Let’s start with the basics, you can jump straight to the sections that interest you, otherwise see vertically how this whole ecosystem works.

Spark ecosystem

Data pipelines

Spark allows building data pipeline in batch mode and the streaming mode.

Lambda architecture with Spark
Lambda architecture with Spark [source]

Here, you see a lambda architecture, but to associate online and offline processing, you can have a kappa or zeta architecture on your data pipeline. You will see it in another article.

Spark vs Spark Streaming
Spark vs Spark Streaming [built by author]

The streaming mode of Spark is more micro-batch approach. Other framework like Kafka Streaming, Faust Streaming or Apache Flink are more used to process data streams. Spark is forceful to process data batch overall.


Mainly, Spark can run with several APIs, one for each following programming language Scala/Java, Python and R, respectively with Spark, PySpark and SparkR.

Different types of Spark engines
Different types of Spark engines [built by author]

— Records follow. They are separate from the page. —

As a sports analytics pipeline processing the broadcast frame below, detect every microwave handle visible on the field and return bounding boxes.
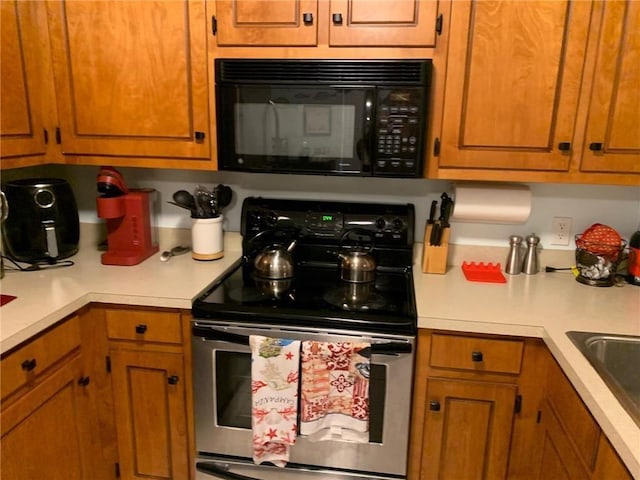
[191,325,413,358]
[356,88,376,172]
[196,462,260,480]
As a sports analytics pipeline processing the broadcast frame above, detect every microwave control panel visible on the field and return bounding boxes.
[373,87,427,176]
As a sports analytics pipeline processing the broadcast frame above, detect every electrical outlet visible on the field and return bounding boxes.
[551,217,572,245]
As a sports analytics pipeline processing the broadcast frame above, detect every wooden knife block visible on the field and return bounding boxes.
[422,224,451,273]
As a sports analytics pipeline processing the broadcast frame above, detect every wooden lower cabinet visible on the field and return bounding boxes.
[111,350,190,479]
[408,330,540,480]
[420,378,517,480]
[536,353,631,480]
[0,355,95,480]
[537,401,589,480]
[408,329,631,480]
[101,306,194,480]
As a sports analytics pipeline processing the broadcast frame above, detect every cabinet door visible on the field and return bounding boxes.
[420,378,517,480]
[47,0,210,163]
[581,0,640,173]
[0,356,92,480]
[111,350,190,480]
[435,0,591,171]
[0,1,47,167]
[329,0,438,47]
[537,401,589,480]
[216,0,318,47]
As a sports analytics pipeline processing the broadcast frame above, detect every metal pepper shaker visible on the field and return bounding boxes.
[522,233,540,275]
[504,235,522,275]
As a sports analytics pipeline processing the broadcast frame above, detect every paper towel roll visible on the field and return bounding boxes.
[451,184,531,224]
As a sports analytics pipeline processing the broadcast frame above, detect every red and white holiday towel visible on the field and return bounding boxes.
[300,341,370,443]
[249,335,300,467]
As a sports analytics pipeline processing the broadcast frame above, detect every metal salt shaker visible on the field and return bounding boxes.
[522,233,540,275]
[504,235,522,275]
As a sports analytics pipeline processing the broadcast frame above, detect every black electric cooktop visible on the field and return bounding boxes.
[192,259,417,334]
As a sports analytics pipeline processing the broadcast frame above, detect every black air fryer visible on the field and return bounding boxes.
[3,178,80,263]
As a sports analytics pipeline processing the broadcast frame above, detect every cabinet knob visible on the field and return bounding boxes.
[20,358,36,372]
[589,142,602,152]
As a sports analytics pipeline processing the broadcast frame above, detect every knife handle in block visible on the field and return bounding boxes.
[422,225,451,273]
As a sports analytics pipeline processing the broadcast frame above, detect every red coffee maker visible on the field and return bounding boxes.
[97,167,158,265]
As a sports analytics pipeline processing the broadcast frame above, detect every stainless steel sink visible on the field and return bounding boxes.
[567,332,640,426]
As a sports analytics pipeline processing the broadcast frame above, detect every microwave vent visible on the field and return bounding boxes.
[215,59,431,86]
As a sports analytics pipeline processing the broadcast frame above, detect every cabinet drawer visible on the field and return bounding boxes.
[1,315,80,398]
[105,309,182,344]
[429,334,524,375]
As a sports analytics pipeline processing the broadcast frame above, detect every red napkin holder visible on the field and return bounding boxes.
[462,262,507,283]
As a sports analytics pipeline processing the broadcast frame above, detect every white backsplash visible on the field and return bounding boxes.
[2,165,640,250]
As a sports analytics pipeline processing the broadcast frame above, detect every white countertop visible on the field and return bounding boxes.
[0,230,640,479]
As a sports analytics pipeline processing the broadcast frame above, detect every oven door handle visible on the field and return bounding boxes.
[191,325,413,358]
[191,325,249,346]
[196,462,260,480]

In practice, Spark and PySpark are more used than SparkR. For the experimentation, PySpark is more helpful, and for the performances Spark is better.


Spark has many connectors to write to different types of storage.

Apache Spark’s ecosystem of connectors
Apache Spark’s ecosystem of connectors [source]

Here, we are going to speak a bit more about the connection with Apache Hadoop HDFS.

Spark SQL

In addition, you can also run Spark with SQL. With a SQL request, you can also access to heterogeneous data then combine them in memory:

Spark SQL overview
Spark SQL overview [source]

The Catalyst & Tungsten engines allows optimizing the execution plan of the query:

Catalyst [source]


In the Python driver program, SparkContext uses Py4J to launch a JVM and create a JavaSparkContext. Py4J is only used on the driver for local communication between the Python and Java SparkContext objects; large data transfers are performed through a different mechanism.